En medio de la represión policial y militar que ya dejó alrededor de 60 muertos y un millar de heridos en la actual crisis colombiana, el fantasma de una de las realidades más tenebrosas del conflicto armado interno, las llamadas "casas de pique", donde investigaciones judiciales estiman que fueron desaparecidas unas 900 personas en los últimos 20 años, volvió a instalarse en el centro de las denuncias.

Esas dependencias ubicadas en el principal puerto del país, sobre las aguas del Pacífico, en la ciudad de Buenaventura, fueron denunciadas por organismos defensores de los derechos humanos y hasta por el fallecido obispo Héctor Epalza Quintero como centros clandestinos en los que diversos grupos irregulares masacraban vivas a sus víctimas y arrojaban sus restos al mar, como alimento de los peces.

Un informe oficial sobre la crisis actual publicado por la revista Semana dice que aún hay 129 personas desaparecidas en todo el país después de decenas de refriegas y razzias policiales en barriadas pobres en el marco de las protestas, y el fantasma de las ”casas de pique” reapareció públicamente.

Sin embargo, Alberto Yepes, de la Coordinadora de Derechos Humanos, y Julio César Hincapie Betancourth, del Movimiento Nacional de Víctimas de Crímenes del Estado (Movice), dijeron a Télam que no tienen informaciones que confirmen que las desapariciones actuales tengan relación con esos centros del horror.

Las "casas de pique" fueron denunciadas en 2012 por monseñor Epalza. "Ya sobrepasa los límites de la cordura de descuartizar con motosierras.
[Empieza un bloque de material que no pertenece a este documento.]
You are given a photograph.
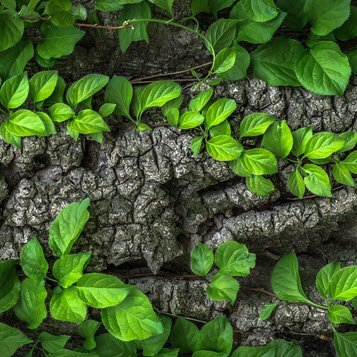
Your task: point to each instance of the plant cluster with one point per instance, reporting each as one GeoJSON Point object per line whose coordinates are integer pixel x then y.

Eso muestra la sevicia y la falta de humanidad entre estos grupos", afirmó el religioso a la cadena Caracol.

De acuerdo con esa denuncia, que se sumó a otras formuladas por organismos de Derechos Humanos en aquellos antros se desmembraba vivas a las personas y luego de arrojaban sus restos al mar.

La justicia que investiga los crímenes atroces en Colombia tras la firma de la paz en 2016 con la extinta guerrilla de las FARC estima que en Buenaventura han desaparecido al menos 881 personas en las últimas dos décadas.

Quiénes perpetraron semejantes atrocidades a lo largo de por lo menos 20 años de conflicto interno, es materia de debate. Para las autoridades, víctimas y victimarios pertenecían al mundo del narcotráfico y otras actividades delictivas englobadas en Colombia bajo el rótulo de "bandas criminales" (bacrim), pero en el posconflicto ya ubican allí también a las disidencias de las FARC.

La comunidad civil, y especialmente la dirigencia defensora de los derechos humanos, asegura que actuaron allí también las bandas paramilitares.

Según una crónica de la agencia de noticias AFP, en Buenaventura el control de la situación pasó de manos de guerrilleros a paramilitares y luego a criminales de la banda La Local, que utiliza el puerto para la salida de sus voluminosas cargas de drogas.

El narco supo aprovechar la "red natural de esteros y cuencas", y "el saber experto de los navegantes" del puerto, observó Juan Manuel Torres, investigador del centro de estudios Fundación Paz y Reconciliación, citado por la agencia francesa. 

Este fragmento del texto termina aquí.